Grace Woolmer-White
In 1974 a decorated gilt bronze pin was dug up in the garden of a resident in Golspie (MHG11648). This pin, subsequently donated to the National Museums Scotland, was identified as a unique cast Pictish dress pin, dating to the 7th or 8th century. The shaft is bent and broken with the point missing, but otherwise it was in good condition. The remaining part measures 55mm long, and the flat head of the pin, 20mm long and 15mm wide, is what makes it so unique, as it is decorated with the frontal representation of a human face. Although the corpus of evidence is small, this appears to be very rare within Pictish art.
The face represented on the pin is clearly male as below the chin is a pattern of interlace representing a beard. The man’s eyes are large and oval and his ears protrude from the otherwise oval shaped head of the pin. Across the man’s forehead are three horizontal lines, giving the appearance perhaps of a furrowed brow, a more aged face or even painted or tattooed lines. Whatever they represent, there was clearly some significance behind this design feature. The surface of the face was gilded, although all that survives of this are traces within the crevices. This gilding, along with the design, would have made for a very striking piece of jewellery.
Human representation within local indigenous Scottish cultures is rare before the mid first millennium AD and even after this, within the Pictish culture, it is mostly limited to figures carved in profile on sculptured stones. No other pin of the type from Golspie is known and it cannot be paralleled in metalwork. The closest comparison is a possible whetstone from Portsoy, Banffshire, now in the British Museum (museum no. 1921,0709.1). On either end of this small, elongated pebble are oval shaped, incised faces with horizontal lines across their foreheads, designs of the same style as the Golspie pin. The whetstone additionally includes symbols of fish, crescents and a cross, further suggesting a Pictish context for it, and by association, the Golspie pin.

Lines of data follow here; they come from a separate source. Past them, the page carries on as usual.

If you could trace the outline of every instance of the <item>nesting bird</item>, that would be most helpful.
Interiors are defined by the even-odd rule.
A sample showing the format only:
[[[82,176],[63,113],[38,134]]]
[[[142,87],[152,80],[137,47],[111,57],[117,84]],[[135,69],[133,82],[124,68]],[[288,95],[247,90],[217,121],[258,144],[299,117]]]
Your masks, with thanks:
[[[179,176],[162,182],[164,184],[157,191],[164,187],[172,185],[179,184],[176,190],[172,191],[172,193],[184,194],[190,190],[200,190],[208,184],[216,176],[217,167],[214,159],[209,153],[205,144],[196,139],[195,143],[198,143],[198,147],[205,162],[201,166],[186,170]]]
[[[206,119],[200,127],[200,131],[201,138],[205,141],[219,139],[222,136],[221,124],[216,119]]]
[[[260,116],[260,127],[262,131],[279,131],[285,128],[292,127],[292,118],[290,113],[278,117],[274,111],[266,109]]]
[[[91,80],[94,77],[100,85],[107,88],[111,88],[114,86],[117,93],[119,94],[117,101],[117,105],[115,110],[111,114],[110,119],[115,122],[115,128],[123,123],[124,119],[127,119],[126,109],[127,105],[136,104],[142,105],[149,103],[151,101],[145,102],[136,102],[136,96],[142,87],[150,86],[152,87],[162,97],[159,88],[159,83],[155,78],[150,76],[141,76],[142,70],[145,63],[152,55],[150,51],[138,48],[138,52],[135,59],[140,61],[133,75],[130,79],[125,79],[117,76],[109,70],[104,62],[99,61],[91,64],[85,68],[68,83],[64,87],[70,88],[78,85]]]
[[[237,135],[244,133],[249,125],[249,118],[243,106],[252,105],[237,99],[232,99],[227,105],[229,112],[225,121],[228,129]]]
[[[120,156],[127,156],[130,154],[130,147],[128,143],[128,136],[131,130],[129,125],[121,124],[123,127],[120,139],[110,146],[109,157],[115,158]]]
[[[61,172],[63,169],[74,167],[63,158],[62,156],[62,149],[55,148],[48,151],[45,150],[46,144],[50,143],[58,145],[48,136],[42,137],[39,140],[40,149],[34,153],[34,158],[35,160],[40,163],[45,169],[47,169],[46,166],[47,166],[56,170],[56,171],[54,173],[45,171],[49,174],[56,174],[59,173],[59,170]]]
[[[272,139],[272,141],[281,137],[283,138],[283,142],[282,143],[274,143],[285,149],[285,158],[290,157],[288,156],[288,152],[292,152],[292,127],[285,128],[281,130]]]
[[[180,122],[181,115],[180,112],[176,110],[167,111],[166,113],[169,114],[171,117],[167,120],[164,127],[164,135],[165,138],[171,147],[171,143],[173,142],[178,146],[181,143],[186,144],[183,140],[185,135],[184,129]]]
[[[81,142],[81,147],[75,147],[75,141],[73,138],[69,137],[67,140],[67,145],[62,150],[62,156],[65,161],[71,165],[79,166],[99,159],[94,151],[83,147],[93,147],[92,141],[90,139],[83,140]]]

There are a number of other Pictish finds from Golspie and the surrounding area including sculptured stones, brooches and cist burials. It is clear that the area was populated in the Pictish period; this pin is likely to have belonged and been used by an elite member of society. The pin was a symbol of their higher social status and its uniqueness makes the pin an important and significant find for the period and the area.
The pin is part of the collections of National Museums Scotland. Its accession number is X.FC 301.
Further information
Close-Brooks, J. 1974-75. A Pictish Pin from Golspie, Sutherland. Proc Soc Antiq Scot. 106 (1977-5): 208–10
Ritchie, Anna, Scott, Ian G and Gray, Tom E 2006 People of Early Scotland from contemporary images, The Pinkfoot Press: Angus. pp 50–51.